A luminous debut novel—the story of a friendship between a young schoolgirl and an aging professor—that follows them over the years and gives us an intimate look at a Catholic community in a Bombay fishing village.
In Varuna, a devout Catholic fishing community in Bombay, life centers around Our Lady of the Navigators, the local church. The fishing boats go out for a catch; with luck, they return with a full boat, though sometimes they do not return at all. It is a town driven by church and sea, sea and church.
Francis Almeida and young Celia D'Mello meet one day when she cuts school. Celia has lost one of her shoes and can't go to her strict Catholic school in sandals, but is too afraid to tell her parents they'll need to buy her new ones; Francis—a retired history professor who is slowly becoming senile—accidentally runs into her with his bicycle. This accident binds these two families together in unexpected ways.
We follow them, and their community, over the years through domestic changes, births, deaths, and political upheaval, in a novel that depicts love, loss, and family bonds, as well as a subtly devastating portrayal of the way AIDS infiltrated marriages, and the stigmas it carried with it. More than a decade in the making, with indelible characters, this novel is a beautiful invitation into a close-knit world.

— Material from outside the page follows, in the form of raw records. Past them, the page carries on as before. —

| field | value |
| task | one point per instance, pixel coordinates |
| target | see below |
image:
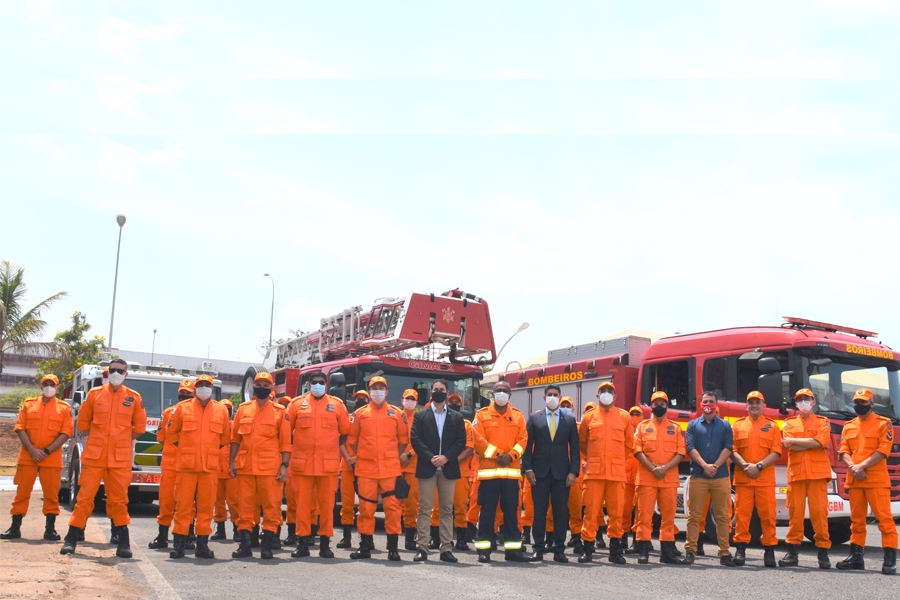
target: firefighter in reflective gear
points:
(320, 427)
(757, 446)
(114, 416)
(260, 451)
(805, 438)
(378, 436)
(203, 429)
(167, 476)
(606, 438)
(865, 444)
(500, 438)
(348, 480)
(658, 447)
(43, 426)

"That's just so, but her characters endure as best they can, and mostly with admirable dignity. Steeped in tragedy, but beautifully, memorably, and soulfully told." —Kirkus Reviews
"A heartwarming and lively story wrapped up in an ode to one of the world's most vibrant cities." —Booklist
"What a beautifully formed novel. With its changing portraits of two families in a Catholic fishing village outside Mumbai, The Unbroken Coast does what the best fiction does—it is utterly particular and utterly large. And I could not put it down." —Joan Silber, author of Improvement and Mercy
"The Unbroken Coast is a beguiling epic about a Catholic community in Mumbai grappling with the treacheries of progress and the inexorable march of time. Illness devastates the novel's humble, endearing protagonist, who bravely crosses class boundaries in her enthralling search for peace. Readers will find a home in Jones's razor-sharp portraits of family life." —Hirsh Sawhney, author of South Haven
This information about The Unbroken Coast was first featured
in "The BookBrowse Review" - BookBrowse's membership magazine, and in our weekly "Publishing This Week" newsletter. Publication information is for the USA, and (unless stated otherwise) represents the first print edition. The reviews are necessarily limited to those that were available to us ahead of publication. If you are the publisher or author and feel that they do not properly reflect the range of media opinion now available, send us a message with the mainstream reviews that you would like to see added.
Any "Author Information" displayed below reflects the author's biography at the time this particular book was published.
Nalini Jones is the author of a story collection, What You Call Winter, and the recipient of an NEA fellowship, Pushcart Prize, and O. Henry Prize. Her work has appeared in Ploughshares, One Story and Guernica, among others. She currently teaches in the Columbia University MFA Writing program and has previously taught writing and literature at Yale University and the Arcadia Center in Greece.